We tested the antitumour effect of TAS-115 against Yamato-SS (c-MET-dependent SS cells) and SYO-1 (PDGFRα-dependent SS cells) xenograft tumours. Mice bearing tumours were treated daily with an oral dose of TAS-115 at 50 or 200 mg/kg, or a control. TAS-115 at a dose of 50 mg/kg showed moderate inhibitory activity for Yamato-SS xenograft tumours. Notably, treatment with 200 mg/kg of TAS-115 completely prevented the tumour growth during the treatment period (Fig. 6a, b). A remarkable decrease in tumour wet weight was observed in tumours treated with TAS-115 at a dose of 200 mg/kg (Additional file 3: Figure S3). No marked body weight loss was observed in TAS-115-treated mice (Additional file 4: Figure S4). Immunoblot analyses of resected tumours demonstrated that TAS-115 treatment inhibited the phosphorylation of c-MET, AKT and ERK 1/2 (Additional file 5: Figure S5). Histological analyses showed a decrease in the density of the tumour cells, as well as slight myxoid degeneration, with no signs of an inflammatory reaction or necrosis in TAS-115 treated groups (Additional file 6: Figure S6A). Additionally, Yamato-SS xenograft tumours sustained both spindle and epithelial cells after 28-day treatment in all treatment groups (Additional file 6: Figure S6A), indicating that TAS-115 might have similar effect on both spindle and epithelial components. Immunohistochemical analyses revealed that the number of proliferating cell nuclear antigen (PCNA)-positive tumour cells was significantly reduced in Yamato-SS xenograft tumours treated with TAS-115 (Fig. 6c, d). Besides, TAS-115 dose-dependently inhibited microvascular density (MVD) (Additional file 7: Figure S7A, B and Additional file 8: Supplementary methods). Unlike our in vitro experiments, cleaved caspase-3 was not detected in the Yamato-SS xenografts (data not shown). Apoptosis did not seem to be involved in the antitumour mechanisms of TAS-115 in vivo.

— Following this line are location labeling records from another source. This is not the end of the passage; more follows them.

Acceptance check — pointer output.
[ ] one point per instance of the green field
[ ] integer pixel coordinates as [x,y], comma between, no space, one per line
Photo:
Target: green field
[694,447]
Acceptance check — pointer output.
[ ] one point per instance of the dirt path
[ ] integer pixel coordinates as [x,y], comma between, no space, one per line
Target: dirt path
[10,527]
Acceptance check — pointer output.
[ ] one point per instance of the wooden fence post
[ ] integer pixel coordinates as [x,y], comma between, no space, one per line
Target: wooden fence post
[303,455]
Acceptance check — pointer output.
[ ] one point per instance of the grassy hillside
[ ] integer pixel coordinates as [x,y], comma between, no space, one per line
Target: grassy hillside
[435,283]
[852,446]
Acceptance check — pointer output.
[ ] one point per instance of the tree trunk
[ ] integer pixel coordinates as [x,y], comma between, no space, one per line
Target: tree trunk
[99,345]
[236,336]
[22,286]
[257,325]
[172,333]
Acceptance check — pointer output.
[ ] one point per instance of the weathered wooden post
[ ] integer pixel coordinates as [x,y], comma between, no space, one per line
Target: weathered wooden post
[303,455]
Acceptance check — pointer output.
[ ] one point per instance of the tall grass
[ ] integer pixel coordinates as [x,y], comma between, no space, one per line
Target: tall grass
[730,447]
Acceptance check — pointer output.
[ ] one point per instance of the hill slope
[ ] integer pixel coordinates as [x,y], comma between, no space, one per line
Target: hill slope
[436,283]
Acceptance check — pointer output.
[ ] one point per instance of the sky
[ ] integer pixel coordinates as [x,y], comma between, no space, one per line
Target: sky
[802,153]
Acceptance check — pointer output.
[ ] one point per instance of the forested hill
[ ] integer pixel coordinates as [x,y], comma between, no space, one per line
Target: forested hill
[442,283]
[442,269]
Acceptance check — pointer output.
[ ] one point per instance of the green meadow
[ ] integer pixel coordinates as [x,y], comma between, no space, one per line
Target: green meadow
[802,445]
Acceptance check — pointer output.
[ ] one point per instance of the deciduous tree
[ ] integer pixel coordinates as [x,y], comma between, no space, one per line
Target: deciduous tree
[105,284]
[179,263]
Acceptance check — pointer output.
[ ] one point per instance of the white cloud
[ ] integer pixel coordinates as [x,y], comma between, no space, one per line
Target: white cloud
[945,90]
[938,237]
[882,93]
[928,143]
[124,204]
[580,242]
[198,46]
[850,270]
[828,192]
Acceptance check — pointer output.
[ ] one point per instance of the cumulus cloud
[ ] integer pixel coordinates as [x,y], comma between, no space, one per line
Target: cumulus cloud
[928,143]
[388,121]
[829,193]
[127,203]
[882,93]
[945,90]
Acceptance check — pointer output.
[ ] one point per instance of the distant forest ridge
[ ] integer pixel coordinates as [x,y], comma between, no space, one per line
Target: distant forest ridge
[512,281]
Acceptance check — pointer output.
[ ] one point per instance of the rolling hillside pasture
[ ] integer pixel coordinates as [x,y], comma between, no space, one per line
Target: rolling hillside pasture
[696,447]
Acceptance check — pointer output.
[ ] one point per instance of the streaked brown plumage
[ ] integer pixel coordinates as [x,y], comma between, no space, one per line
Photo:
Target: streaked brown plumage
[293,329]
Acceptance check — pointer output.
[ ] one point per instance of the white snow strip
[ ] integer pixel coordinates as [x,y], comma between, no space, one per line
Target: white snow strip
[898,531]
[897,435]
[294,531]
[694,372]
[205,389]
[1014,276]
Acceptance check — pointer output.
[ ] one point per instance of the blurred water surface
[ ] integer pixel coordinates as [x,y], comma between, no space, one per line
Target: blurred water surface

Similarly to experiments in the Yamato-SS xenografts, TAS-115 administration showed mild inhibition (50 mg/kg) and entire suppression (200 mg/kg) of the tumour growth and wet weight in SYO-1-transplanted mice (Fig. 6e, f and Additional file 3: Figure S3). Body weight loss was not observed in these TAS-115-treated mice (Additional file 4: Figure S4), either. Tumours treated with TAS-115 also showed a decrease in the cell density along with slight myxoid changes (Additional file 6: Figure S6B). As seen in Yamato-SS xenograft models, not only spindle cells but also epithelial tumour cells were observed in SYO-1 xenograft tumours after TAS-115 administration (Additional file 6: Figure S6B), which was confirmed by immunohistochemical staining of anti-vimentin and anti-cytokeratin (AE1/AE3) antibodies (Additional file 9: Figure S8 and Additional file 8: Supplementary methods). Treatment with TAS-115 also resulted in a significant reduction in PCNA-positive tumour cells and MVD in SYO-1 xenografts (Fig. 6g, h and Additional file 7: Figure S7C, D and Additional file 8: Supplementary methods).

These results suggested that TAS-115 exhibited strong antitumour effects for both c-MET-dependent and PDGFRα-dependent SS cells in vivo by inhibiting the proliferation of tumour cells, as well as tumour vascular development, without any demonstrable adverse events.